Rabia Öztürk, field coordinator for the animal welfare group Mutlu Patiler (Happy Paws), said her team was closely working with other organisations to rescue animals, transport supplies, and arrange the neutering of street dogs when necessary. She said they had taken hundreds of calls seeking help since the earthquakes struck.
“We set up a warehouse close to the earthquake zone, and in every affected location, we go there or make connections and bring them what they need,” said Öztürk.
She recounted heart-warming stories, including the story of a golden retriever who was found in the southeastern city of Kahramanmaraş. The dog had been microchipped, and when they contacted its owner, he told them the animal had been stolen a few months ago and must have escaped after the earthquake and found its way back to his ruined house.

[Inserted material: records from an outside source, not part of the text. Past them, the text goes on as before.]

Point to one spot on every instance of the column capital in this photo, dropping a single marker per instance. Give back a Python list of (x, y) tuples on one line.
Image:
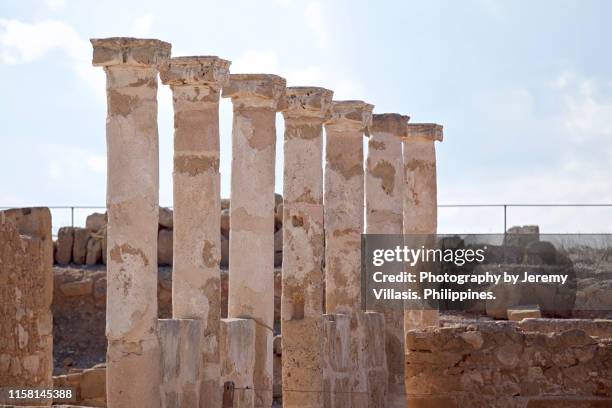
[(392, 123), (307, 102), (424, 131), (196, 70), (127, 51), (255, 90), (351, 115)]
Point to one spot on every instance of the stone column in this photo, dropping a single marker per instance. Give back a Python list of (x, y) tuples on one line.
[(384, 195), (344, 213), (344, 204), (26, 292), (421, 198), (180, 342), (303, 246), (196, 86), (255, 99), (133, 355)]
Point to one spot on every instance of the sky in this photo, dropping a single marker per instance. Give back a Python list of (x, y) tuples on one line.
[(523, 89)]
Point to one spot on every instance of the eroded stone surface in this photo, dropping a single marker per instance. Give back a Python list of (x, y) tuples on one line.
[(196, 83), (26, 290), (237, 353), (494, 364), (344, 203), (181, 341), (420, 203), (303, 246), (384, 186), (343, 219), (255, 100), (133, 355)]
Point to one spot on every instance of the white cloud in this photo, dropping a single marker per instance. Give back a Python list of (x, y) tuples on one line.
[(143, 26), (268, 61), (589, 107), (55, 4), (284, 3), (569, 161), (256, 61), (316, 22), (23, 43)]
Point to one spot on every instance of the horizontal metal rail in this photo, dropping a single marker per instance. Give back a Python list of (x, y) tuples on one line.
[(504, 206)]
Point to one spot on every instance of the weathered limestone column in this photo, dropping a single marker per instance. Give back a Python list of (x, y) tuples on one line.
[(133, 355), (26, 292), (303, 246), (237, 349), (384, 195), (180, 343), (421, 198), (344, 212), (344, 204), (255, 98), (196, 86)]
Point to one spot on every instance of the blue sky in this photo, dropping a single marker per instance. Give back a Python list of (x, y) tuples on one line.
[(523, 89)]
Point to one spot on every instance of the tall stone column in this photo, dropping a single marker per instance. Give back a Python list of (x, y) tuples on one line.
[(344, 204), (255, 99), (26, 293), (303, 246), (344, 212), (421, 198), (384, 194), (196, 86), (133, 354)]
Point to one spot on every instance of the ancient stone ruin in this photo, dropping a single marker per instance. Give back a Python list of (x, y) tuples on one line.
[(197, 335)]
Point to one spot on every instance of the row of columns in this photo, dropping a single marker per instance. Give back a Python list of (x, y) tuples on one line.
[(322, 220)]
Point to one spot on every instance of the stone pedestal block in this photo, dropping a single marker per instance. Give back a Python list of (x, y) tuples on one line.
[(237, 355), (181, 341), (133, 356)]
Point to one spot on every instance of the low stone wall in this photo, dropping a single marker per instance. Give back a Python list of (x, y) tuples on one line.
[(501, 364), (89, 385), (87, 246)]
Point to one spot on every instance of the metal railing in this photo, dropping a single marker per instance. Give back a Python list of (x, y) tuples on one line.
[(504, 208)]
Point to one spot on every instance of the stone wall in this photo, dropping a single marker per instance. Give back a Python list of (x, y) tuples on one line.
[(26, 287), (504, 364)]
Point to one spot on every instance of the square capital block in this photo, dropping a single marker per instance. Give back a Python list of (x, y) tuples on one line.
[(307, 102), (424, 131), (198, 70), (127, 51), (351, 116), (255, 90), (392, 123)]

“We made an online meeting – both of them cried, the owner and the dog,” Öztürk said. “They were reunited after that.”
For the vet Patan, some stories stand out in the blur of her time in Antakya.
She treated a 12-year-old Belgian shepherd that had worked with a search-and-rescue team from the Netherlands and suffered bleeding on the brain while scouring quake wreckage for survivors.
“It happened while on duty, and two days later, he died. The owner had to go home without him,” she said.
Patan said a woman brings a Maltese mix with breathing problems to the field hospital every day to receive treatment, and the dog means everything to her owner.
“We got closer and became friends – she told me she lost her husband in the earthquake,” she said. “She is always hugging the dog.”